In 1975, a civil war began in Lebanon that lasted 25 years. Main causes of the war included the fragmented political structure of the country and tensions caused by the multi-ethnic composition of Lebanese society, as well as the unequal distribution of wealth. In addition, Lebanon has been strongly affected by the Middle East conflict, which at times spilled over its borders. In numerous cases, Syria, Israel and the Palestinian Liberation Organization have fought proxy wars on Lebanese territory. The civil war, during which killings, disappearances and unlawful detention, among other violations, were common, ended in 1990 with the ratification of the Ta’if Agreement. Sporadic violence still occurs in the country.
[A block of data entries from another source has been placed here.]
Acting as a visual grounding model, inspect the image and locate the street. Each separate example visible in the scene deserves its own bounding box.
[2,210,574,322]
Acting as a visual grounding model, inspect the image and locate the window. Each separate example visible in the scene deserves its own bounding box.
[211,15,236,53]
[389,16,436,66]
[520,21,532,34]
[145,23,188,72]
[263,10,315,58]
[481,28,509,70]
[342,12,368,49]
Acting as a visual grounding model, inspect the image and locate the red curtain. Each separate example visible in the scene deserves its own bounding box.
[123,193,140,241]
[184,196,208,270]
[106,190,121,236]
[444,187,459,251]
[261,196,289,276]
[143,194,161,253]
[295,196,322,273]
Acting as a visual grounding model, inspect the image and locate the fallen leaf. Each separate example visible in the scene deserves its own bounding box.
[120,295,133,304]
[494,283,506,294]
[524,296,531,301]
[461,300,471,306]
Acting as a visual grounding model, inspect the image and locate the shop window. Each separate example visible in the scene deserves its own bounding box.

In January 2000, the Lebanese government created a Commission of Inquiry to investigate disappearances that occurred during the Lebanese civil war. The commission submitted a final report about its findings, but the government released only a three-page summary of the report. The commission’s findings, which stated that all persons who had been missing for longer than four years should be considered dead, lost credibility in December 2000 when individuals who had been reported missing for longer than four years were released from a Syrian prison. (Read more about the Commission of Inquiry.)
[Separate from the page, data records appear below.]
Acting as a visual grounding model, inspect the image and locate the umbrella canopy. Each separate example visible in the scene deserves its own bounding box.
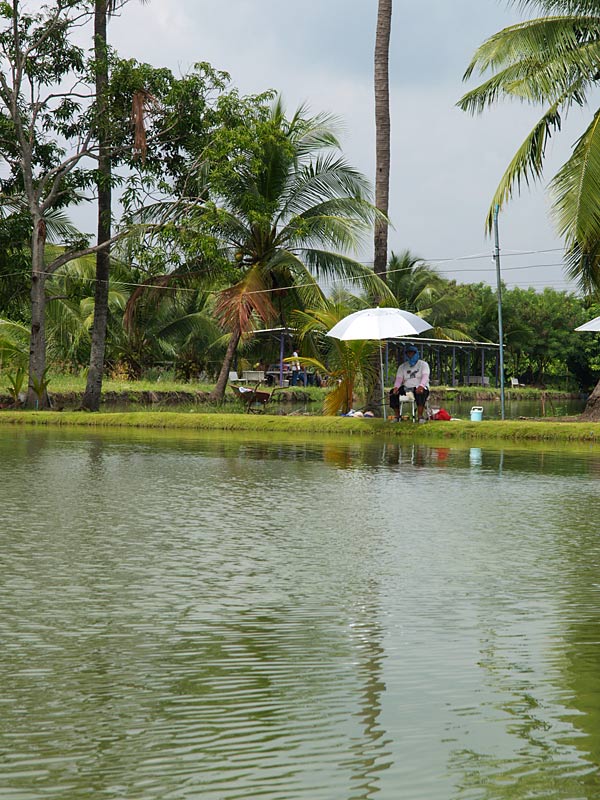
[326,307,432,341]
[326,307,433,420]
[575,316,600,332]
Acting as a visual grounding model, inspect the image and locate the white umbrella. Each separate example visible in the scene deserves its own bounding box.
[575,316,600,332]
[326,307,433,418]
[326,307,432,340]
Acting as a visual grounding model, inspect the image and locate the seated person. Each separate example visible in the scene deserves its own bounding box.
[389,345,430,422]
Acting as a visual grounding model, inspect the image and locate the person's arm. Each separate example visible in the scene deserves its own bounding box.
[393,364,405,390]
[418,360,430,388]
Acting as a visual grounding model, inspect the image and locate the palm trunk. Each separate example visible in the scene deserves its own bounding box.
[83,0,111,411]
[26,218,50,409]
[374,0,392,281]
[369,0,393,416]
[209,330,241,402]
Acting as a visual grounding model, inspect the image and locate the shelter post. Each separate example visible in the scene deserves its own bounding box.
[452,347,456,387]
[279,332,285,387]
[494,204,506,419]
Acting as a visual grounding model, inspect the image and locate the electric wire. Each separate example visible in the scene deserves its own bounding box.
[0,246,581,296]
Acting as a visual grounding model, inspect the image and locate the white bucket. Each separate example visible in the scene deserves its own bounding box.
[470,406,484,422]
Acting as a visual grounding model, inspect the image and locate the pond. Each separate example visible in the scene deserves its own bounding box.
[2,428,600,800]
[436,396,586,420]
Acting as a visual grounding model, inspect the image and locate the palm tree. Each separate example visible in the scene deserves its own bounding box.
[83,0,149,411]
[195,99,391,401]
[458,1,600,417]
[45,255,129,373]
[374,0,392,281]
[291,301,380,415]
[120,281,221,379]
[457,0,600,291]
[387,250,470,340]
[387,250,443,309]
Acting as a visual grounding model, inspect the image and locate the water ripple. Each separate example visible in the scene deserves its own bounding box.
[1,431,600,799]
In 2001, the Commission Investigation into the Fate of the Abducted and Disappeared Persons was established by Prime Minister Rafik Hariri. This commission’s mandate was limited to cases where there was evidence that the missing might be alive. The commission never released its findings, but stated that it had found evidence of 97 missing persons still alive in Syria. The Lebanese government never took action in regard to these findings. (Read more about the Commission of Investigation into the Fate of the Abducted and Disappeared Persons.)
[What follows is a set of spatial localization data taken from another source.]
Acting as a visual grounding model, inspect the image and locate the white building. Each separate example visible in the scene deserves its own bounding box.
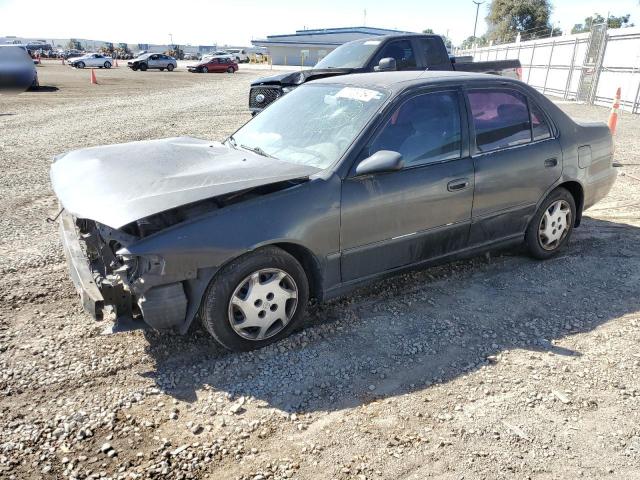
[252,26,415,66]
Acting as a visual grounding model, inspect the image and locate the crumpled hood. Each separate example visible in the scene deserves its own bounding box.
[251,68,353,87]
[50,136,320,229]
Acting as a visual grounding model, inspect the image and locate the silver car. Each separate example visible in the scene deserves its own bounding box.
[127,53,177,72]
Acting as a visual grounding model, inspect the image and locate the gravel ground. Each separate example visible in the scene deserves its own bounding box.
[0,62,639,480]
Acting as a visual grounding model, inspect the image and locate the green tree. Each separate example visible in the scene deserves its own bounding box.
[571,13,633,34]
[486,0,555,43]
[460,35,489,49]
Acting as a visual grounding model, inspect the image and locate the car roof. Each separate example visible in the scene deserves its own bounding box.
[311,70,520,93]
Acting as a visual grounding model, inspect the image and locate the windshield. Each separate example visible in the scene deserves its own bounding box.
[314,39,381,69]
[230,83,388,169]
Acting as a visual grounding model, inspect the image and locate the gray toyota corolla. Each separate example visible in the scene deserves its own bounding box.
[51,71,616,351]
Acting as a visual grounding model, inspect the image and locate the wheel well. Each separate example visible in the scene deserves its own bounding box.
[273,243,322,300]
[558,181,584,226]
Lebanon has signed but not yet ratified the International Convention for the Protection of All Persons from Enforced Disappearance. Article 18 requires the release of basic information about persons who disappeared to their relatives and others with a legitimate interest in this knowledge. In its 2009 national report to the United Nations Human Rights Council, the Lebanese government stated that it “will give special attention to the issue of persons subjected to enforced disappearance in Lebanon and abroad, in order to account for them and so honour that memory, in order to promote national reconciliation and to respect the right of their families to know. It will consider establishing a national body to deal with various aspects of enforced disappearance.”